Relents de crise à la FFR

C’est une semaine contrastée que vient (encore) de vivre Bernard Laporte, le président de la Fédération Française de Rugby. Bien que rassuré par son audition auprès des enquêteurs du Ministère de la Jeunesse et des Sports, mardi dernier à Marcoussis, le patron de la FFR a vu l’un de ses bras droits vivement attaqué par un article paru chez nos confrères de Mediapart.

Qu’est-il donc reproché à Claude Atcher, puisque c’est de lui qu’il s’agit ? L’article en question rappelle d’abord que l’actuel porteur du dossier France 2023, placé à la tête de l’organisation du Mondial 2007 par Bernard Lapasset, avait à l’époque été remis en question par Vincent Roux-Trescases, le directeur général du comité d’organisation de France 2007. Le technocrate avait évoqué des « irrégularités […] sur plusieurs éléments du passé de Claude Atcher », puis demandé à Lapasset de l’écarter du projet. L’ancien patron de la FFR ayant refusé, Roux-Trescases avait démissionné un an avant le coup d’envoi de la compétition. Un peu plus loin, Mediapart évoque aussi le passé de dirigeant de Claude Atcher. Lorsque celui-ci était à la tête du club de Marseilles-Vitrolles, il aurait, si l’on en croit nos confrères, utilisé les finances d’un projet associatif fédéral (France Rugby Cité) pour des « paiements liés au personnel de Marseille XV ». Au sein de ce même article, Mediapart s’interroge enfin sur les termes du contrat de 120 000 euros liant la société de M. Atcher (Score XV) à la FFR pour la gestion de l’actuelle candidature.
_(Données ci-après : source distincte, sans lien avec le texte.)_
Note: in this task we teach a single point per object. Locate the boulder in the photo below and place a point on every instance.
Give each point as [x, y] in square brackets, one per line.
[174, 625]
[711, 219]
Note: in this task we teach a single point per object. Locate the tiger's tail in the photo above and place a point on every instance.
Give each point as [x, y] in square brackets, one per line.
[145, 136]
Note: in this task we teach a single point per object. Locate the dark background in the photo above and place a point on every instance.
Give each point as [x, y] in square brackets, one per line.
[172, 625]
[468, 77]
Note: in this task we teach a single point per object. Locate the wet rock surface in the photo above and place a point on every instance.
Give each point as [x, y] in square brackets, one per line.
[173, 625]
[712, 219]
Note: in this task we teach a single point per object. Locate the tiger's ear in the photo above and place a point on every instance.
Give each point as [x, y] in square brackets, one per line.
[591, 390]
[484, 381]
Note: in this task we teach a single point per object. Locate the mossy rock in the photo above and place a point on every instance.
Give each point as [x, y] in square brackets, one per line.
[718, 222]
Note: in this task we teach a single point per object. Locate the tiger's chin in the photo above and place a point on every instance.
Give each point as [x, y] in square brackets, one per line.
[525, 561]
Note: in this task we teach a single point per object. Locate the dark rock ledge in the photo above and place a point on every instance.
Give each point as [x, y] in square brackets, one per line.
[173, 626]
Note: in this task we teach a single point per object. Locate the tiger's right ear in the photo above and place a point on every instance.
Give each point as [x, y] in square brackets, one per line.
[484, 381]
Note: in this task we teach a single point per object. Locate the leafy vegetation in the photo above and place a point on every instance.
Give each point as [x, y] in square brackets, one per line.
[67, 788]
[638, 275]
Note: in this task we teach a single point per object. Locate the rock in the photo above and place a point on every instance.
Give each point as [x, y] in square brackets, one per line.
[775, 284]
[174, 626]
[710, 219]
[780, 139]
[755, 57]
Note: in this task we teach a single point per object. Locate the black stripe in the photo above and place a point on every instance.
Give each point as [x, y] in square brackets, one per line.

Les accusations visant Claude Atcher, relayées samedi par la presse irlandaise et britannique, sont autant de coups portés à Bernard Laporte et au projet France 2023. Qu’elles soient avérées ou non : Claude Atcher, interrogé par nos soins s’inscrivant en faux contre ces accusations et entend saisir la justice.

Réchauffement avec l’opposition fédérale ?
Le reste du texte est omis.